Company reported EPS of *9.7* in q1.
*Key Highlights of Press Note*
- Backward integration facility( instead of releasing carbon in the air it will be recovered and critical raw material will be produced) trial run will be completed in Q3 and will be *operationalised from Q4*. This will help to reduce the raw material cost substantially and *improve EBITA margins.*
- Barium capacity expansion from *36,000 to 50,000 MT will be *operationalised from Q4*.
- Company is facing *freight & containers issue* affecting the export.
- 52% of sales is exported to over *55* countries
- Company has partially shifted the *responsibility of freight to customers* due to which substantial reduction of selling and admin expense was witnessed
*Our Views*
- *Finance cost down* to 5.85cr vs 6.88cr yoy which will help them to bring their finance cost to 20cr for the entire year.

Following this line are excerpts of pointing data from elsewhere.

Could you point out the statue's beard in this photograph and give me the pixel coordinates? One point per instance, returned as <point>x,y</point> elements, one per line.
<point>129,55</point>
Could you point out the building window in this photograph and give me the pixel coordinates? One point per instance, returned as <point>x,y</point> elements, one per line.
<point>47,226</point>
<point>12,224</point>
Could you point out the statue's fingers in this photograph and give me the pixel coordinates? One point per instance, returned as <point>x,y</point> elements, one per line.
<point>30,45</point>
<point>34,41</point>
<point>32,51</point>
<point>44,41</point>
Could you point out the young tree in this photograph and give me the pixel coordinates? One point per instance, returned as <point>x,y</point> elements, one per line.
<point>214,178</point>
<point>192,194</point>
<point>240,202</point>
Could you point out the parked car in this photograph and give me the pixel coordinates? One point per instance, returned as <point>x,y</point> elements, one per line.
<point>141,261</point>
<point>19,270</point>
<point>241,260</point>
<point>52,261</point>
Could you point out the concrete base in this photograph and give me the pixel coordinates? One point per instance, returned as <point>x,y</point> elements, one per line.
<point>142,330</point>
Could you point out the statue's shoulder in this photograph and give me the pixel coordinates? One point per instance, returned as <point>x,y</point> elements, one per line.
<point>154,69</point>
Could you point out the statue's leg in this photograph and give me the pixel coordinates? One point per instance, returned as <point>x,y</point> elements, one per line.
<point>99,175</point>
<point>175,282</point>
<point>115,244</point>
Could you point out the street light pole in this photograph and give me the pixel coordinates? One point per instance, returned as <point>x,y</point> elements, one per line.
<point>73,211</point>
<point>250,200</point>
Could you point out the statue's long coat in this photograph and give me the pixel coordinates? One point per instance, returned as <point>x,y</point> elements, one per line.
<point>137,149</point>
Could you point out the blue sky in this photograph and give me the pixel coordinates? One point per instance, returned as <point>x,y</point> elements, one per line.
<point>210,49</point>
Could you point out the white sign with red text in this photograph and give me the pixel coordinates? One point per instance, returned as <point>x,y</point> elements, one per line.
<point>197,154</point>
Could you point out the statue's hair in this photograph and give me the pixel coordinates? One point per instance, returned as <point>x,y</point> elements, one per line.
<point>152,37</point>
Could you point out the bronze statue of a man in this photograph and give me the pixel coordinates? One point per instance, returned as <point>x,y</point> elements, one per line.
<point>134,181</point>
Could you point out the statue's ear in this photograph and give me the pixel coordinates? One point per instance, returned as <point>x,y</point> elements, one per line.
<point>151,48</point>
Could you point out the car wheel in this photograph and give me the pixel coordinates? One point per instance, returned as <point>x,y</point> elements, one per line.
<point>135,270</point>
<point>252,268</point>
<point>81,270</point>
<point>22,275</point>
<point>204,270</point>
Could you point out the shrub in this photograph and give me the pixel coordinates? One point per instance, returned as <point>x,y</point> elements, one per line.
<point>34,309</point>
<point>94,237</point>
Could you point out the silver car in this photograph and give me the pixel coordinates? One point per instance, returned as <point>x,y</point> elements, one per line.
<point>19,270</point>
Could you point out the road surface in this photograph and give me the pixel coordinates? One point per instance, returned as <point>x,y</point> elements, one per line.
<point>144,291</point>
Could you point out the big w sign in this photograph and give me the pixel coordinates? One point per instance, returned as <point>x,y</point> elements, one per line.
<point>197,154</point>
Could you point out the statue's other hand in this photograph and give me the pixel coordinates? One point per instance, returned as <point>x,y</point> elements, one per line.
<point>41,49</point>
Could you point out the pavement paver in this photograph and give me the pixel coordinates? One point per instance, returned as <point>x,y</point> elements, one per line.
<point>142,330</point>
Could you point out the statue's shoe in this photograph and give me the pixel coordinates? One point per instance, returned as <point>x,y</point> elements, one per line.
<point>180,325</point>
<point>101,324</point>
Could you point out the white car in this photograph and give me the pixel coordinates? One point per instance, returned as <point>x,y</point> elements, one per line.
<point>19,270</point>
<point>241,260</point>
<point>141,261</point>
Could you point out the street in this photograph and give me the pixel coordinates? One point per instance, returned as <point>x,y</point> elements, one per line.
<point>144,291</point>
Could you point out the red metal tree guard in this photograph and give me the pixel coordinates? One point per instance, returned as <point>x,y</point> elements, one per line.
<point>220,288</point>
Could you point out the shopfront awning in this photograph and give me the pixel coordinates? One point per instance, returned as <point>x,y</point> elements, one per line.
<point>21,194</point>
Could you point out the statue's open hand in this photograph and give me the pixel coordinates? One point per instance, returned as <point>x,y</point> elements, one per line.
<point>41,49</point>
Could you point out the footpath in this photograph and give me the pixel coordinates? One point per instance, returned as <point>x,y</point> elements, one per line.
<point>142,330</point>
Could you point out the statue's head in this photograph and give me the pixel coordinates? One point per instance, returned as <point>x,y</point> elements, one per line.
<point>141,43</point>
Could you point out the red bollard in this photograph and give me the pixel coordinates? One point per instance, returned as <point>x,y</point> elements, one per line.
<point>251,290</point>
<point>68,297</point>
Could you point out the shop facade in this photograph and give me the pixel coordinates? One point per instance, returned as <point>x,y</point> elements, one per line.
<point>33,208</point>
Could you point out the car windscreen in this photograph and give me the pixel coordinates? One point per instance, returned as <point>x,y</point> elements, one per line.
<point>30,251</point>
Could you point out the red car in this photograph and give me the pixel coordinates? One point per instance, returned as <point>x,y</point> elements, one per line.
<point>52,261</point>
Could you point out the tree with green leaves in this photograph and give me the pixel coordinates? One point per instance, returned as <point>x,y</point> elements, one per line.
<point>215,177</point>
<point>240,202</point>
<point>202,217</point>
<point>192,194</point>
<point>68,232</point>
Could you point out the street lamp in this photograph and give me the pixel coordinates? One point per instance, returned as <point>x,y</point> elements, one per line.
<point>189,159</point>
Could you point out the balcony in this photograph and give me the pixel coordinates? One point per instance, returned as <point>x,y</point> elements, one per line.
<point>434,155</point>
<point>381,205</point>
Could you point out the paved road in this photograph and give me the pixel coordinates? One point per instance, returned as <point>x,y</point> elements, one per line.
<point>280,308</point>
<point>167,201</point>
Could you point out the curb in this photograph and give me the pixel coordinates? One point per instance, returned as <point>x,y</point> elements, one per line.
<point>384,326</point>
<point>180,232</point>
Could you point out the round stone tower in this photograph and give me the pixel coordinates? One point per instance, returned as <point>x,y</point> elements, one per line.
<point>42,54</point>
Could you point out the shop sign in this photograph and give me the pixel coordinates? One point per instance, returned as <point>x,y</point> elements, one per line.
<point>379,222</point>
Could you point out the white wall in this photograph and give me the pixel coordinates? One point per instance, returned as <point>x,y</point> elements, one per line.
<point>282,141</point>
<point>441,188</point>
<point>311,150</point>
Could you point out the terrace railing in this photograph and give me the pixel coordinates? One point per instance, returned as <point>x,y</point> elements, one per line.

- Barium is consistently showing *PBT margins of 18.5%* which indicates the specialised chemical nature of barium derivatives. Capacity of Barium is increasing by 50% from q4 which will increase the blended margin.
- Backward Integrations will help them to increase their EBITA margins substantially from q4.
- Globally there are only 5 to 6 players in chromium compound manufacturing. Once backward integration is completed no other competitor will be able to match their cost of production which will give them competitive advantage over others.
From all the above rationale if we annualised q1 EPS (which was impacted by covid) and considering the impact of backward integration and expansion of barium, company can easily achieve *EPS in the range of 50 to 55*and ROE above 25%*
Considering the speciality nature of chromium and barium derivatives, company can be conservatively valued at *20PE* where other speciality companies are valued at 30 to 40 PE. This indicates a price *target of ₹1000 to 1100* within a year implying 65% appreciation.